No mundo todo, hoje, existem jovens que são lideranças climáticas, como a Greta Thumberg [jovem sueca que iniciou um movimento mundial de greves estudantis para exigir mudanças nas políticas sobre o clima]. No Brasil, está acontecendo algo impressionante. A garotada ligada em alimentação consciente está reduzindo tremendamente o consumo de carne, tanto por preocupações ligadas ao aquecimento global, já que a criação de gado desmata e emite metano em grande quantidade, como por preocupações com ética. Na verdade, a juventude está frente a um grande desafio: como equilibrar a grande quantidade de informação e a velocidade dos tempos atuais com a necessidade de recuperar um tempo mais lento e de acessar o saber e o conhecimento. Isso implica em leitura e em reflexão. Implica em ouvir os mais velhos – os sábios. Não para produzir soluções técnicas, mas por que isso significa ser feliz e ter liberdade. A luta dos jovens não é só para evitar que o planeta se aqueça, é também uma busca por ser livre.

De que os jovens buscam se libertar?

Do vazio de uma vida sem propósito e onde compaixão é vista como uma qualidade de alguns, não como o jeito humano de viver. Os jovens se perguntam espantados: a humanidade nunca foi sequer remotamente produtiva como hoje e nós não temos tempo para nada a não ser trabalhar (isso quando há emprego)? Que loucura é essa?

Nossas escolas estão conseguindo educar para as transições que precisaremos fazer, se quisermos preservar o planeta?

Muitas escolas têm exercido um papel importante em chamar a atenção para a degradação ambiental, mas não vejo um papel delas nessa revolução cultural que os jovens estão realizando no mundo. Não se trata de educação ambiental, e sim de ver a vida de uma nova maneira. São mudanças históricas. Mas as escolas podem ser relevantes ao desenvolver o espírito crítico e a capacidade de reflexão profunda.
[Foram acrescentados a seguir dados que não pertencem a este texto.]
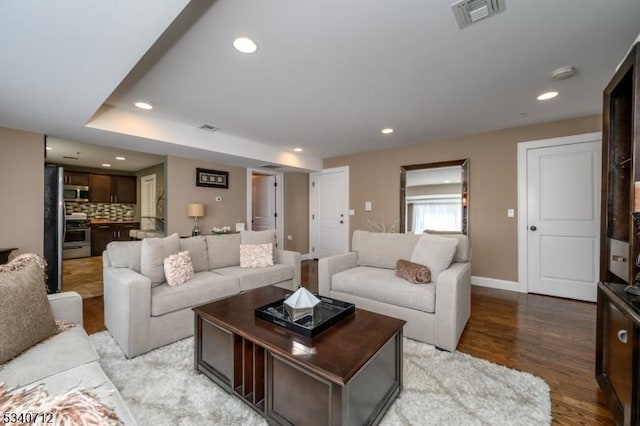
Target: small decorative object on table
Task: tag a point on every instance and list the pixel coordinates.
(635, 287)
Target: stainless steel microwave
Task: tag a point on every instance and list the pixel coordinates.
(76, 193)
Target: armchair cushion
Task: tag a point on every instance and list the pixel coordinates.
(434, 252)
(383, 286)
(25, 315)
(152, 255)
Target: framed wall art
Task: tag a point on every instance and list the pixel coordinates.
(212, 178)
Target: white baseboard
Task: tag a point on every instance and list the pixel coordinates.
(495, 283)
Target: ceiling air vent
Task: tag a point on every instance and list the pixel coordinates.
(208, 127)
(468, 12)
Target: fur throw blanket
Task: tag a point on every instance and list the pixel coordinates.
(413, 272)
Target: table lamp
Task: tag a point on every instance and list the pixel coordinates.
(195, 210)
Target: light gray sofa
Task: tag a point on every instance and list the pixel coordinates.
(64, 361)
(436, 313)
(142, 312)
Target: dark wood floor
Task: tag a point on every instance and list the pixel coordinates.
(549, 337)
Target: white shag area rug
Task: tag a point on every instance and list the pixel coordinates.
(440, 388)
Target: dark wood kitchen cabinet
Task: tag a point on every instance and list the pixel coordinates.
(76, 178)
(618, 321)
(112, 189)
(103, 233)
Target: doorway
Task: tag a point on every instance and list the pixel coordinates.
(559, 216)
(265, 202)
(329, 212)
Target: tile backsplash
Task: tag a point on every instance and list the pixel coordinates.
(111, 211)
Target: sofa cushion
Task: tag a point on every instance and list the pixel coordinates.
(152, 254)
(383, 286)
(258, 277)
(59, 353)
(435, 252)
(197, 248)
(223, 250)
(256, 255)
(382, 249)
(178, 268)
(258, 237)
(25, 317)
(124, 254)
(204, 287)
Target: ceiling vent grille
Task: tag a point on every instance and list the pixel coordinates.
(208, 127)
(468, 12)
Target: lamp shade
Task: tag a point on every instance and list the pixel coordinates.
(195, 210)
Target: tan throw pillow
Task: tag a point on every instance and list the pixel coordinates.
(256, 255)
(412, 272)
(25, 315)
(434, 252)
(178, 268)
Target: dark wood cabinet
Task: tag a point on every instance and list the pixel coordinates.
(112, 189)
(103, 233)
(618, 322)
(76, 178)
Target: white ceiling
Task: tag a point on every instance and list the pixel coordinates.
(328, 75)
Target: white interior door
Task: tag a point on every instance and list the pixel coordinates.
(264, 214)
(329, 210)
(563, 219)
(147, 202)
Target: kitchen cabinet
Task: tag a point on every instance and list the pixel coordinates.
(76, 178)
(618, 320)
(103, 233)
(112, 189)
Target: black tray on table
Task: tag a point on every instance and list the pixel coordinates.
(330, 312)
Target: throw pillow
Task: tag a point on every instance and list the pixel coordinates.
(152, 255)
(178, 268)
(413, 272)
(25, 315)
(434, 252)
(256, 255)
(74, 407)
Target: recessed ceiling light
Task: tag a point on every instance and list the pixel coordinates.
(547, 95)
(143, 105)
(245, 45)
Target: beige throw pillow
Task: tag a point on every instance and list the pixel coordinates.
(152, 255)
(434, 252)
(178, 268)
(25, 315)
(256, 255)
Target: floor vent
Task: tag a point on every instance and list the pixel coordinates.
(468, 12)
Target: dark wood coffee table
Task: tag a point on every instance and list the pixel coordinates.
(347, 375)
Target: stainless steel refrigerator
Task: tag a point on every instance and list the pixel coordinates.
(53, 225)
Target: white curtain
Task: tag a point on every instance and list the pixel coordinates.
(438, 215)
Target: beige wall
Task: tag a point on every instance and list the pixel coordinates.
(182, 190)
(375, 177)
(22, 190)
(296, 212)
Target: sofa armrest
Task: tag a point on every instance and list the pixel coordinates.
(292, 258)
(127, 308)
(328, 266)
(66, 306)
(453, 304)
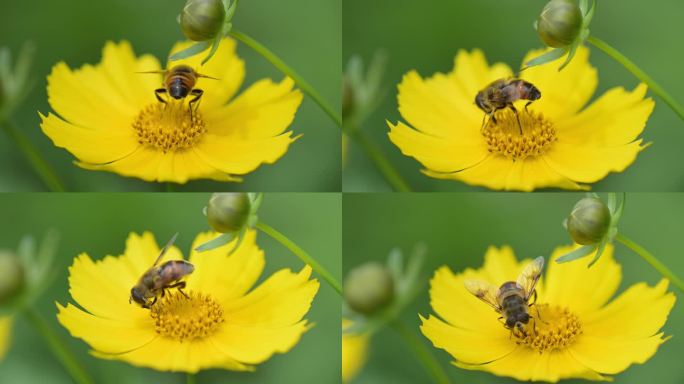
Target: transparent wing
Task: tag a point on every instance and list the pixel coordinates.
(165, 249)
(530, 275)
(483, 291)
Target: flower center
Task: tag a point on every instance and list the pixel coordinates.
(551, 328)
(169, 127)
(504, 137)
(186, 318)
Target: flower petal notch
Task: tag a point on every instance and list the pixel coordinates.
(557, 141)
(220, 319)
(124, 115)
(575, 329)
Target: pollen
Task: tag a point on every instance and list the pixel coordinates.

O caminho é preparar as crianças, não tanto para ter mais chances de obter empregos e renda, mas, principalmente, para aproveitar mais esse soprinho de tempo que é a vida e formar suas próprias opiniões, desejos e vontades.

Como você resume esse momento histórico?

Pela primeira vez, o conhecimento humano está dizendo para nós: tem limites. Tem limites. Pela primeira vez em toda história humana, temos de tomar decisões hoje, em 2019, para impedir cenários de elevado custo econômico e social e ambiental daqui 30, 40, 50 anos. Nós não somos assim. A gente nem vivia tempo suficiente pra isso. Nossa perspectiva sempre foi: eu vivo a minha vida, a geração que virá depois viverá a dela, e, possivelmente, será melhor. Mas agora nós temos a crise ecológica global e pela primeira vez precisamos tomar decisões para os nossos filhos, netos e bisnetos, sabendo que não é correto, não é decente, jogá-los numa situação de risco, e que as populações pobres do planeta serão as maiores vítimas. Essa questão é comparável ao Renascimento e ao Iluminismo, no sentido de construção do que é o próprio ser humano. Antes do Renascimento, a ideia do indivíduo, para quem o universo foi criado, não existia. No Iluminismo, a dúvida passou a ser mais importante do que a resposta. Antes, se alguém tinha dúvidas sobre alguma coisa, ia ao pastor, ao padre, ao rabino, perguntava, e ele dava a resposta. Essa ideia de que tem sempre algo a explorar, e de que cada vez que eu descubro uma coisa, tenho muito mais a descobrir, passou a ser a vida humana, num certo sentido. Agora, o desafio é assim: sei que a vida é curta, sei que a mortalidade existe, mas também sei que o que eu faço hoje vai afetar lá na frente. E assumo a responsabilidade por isso.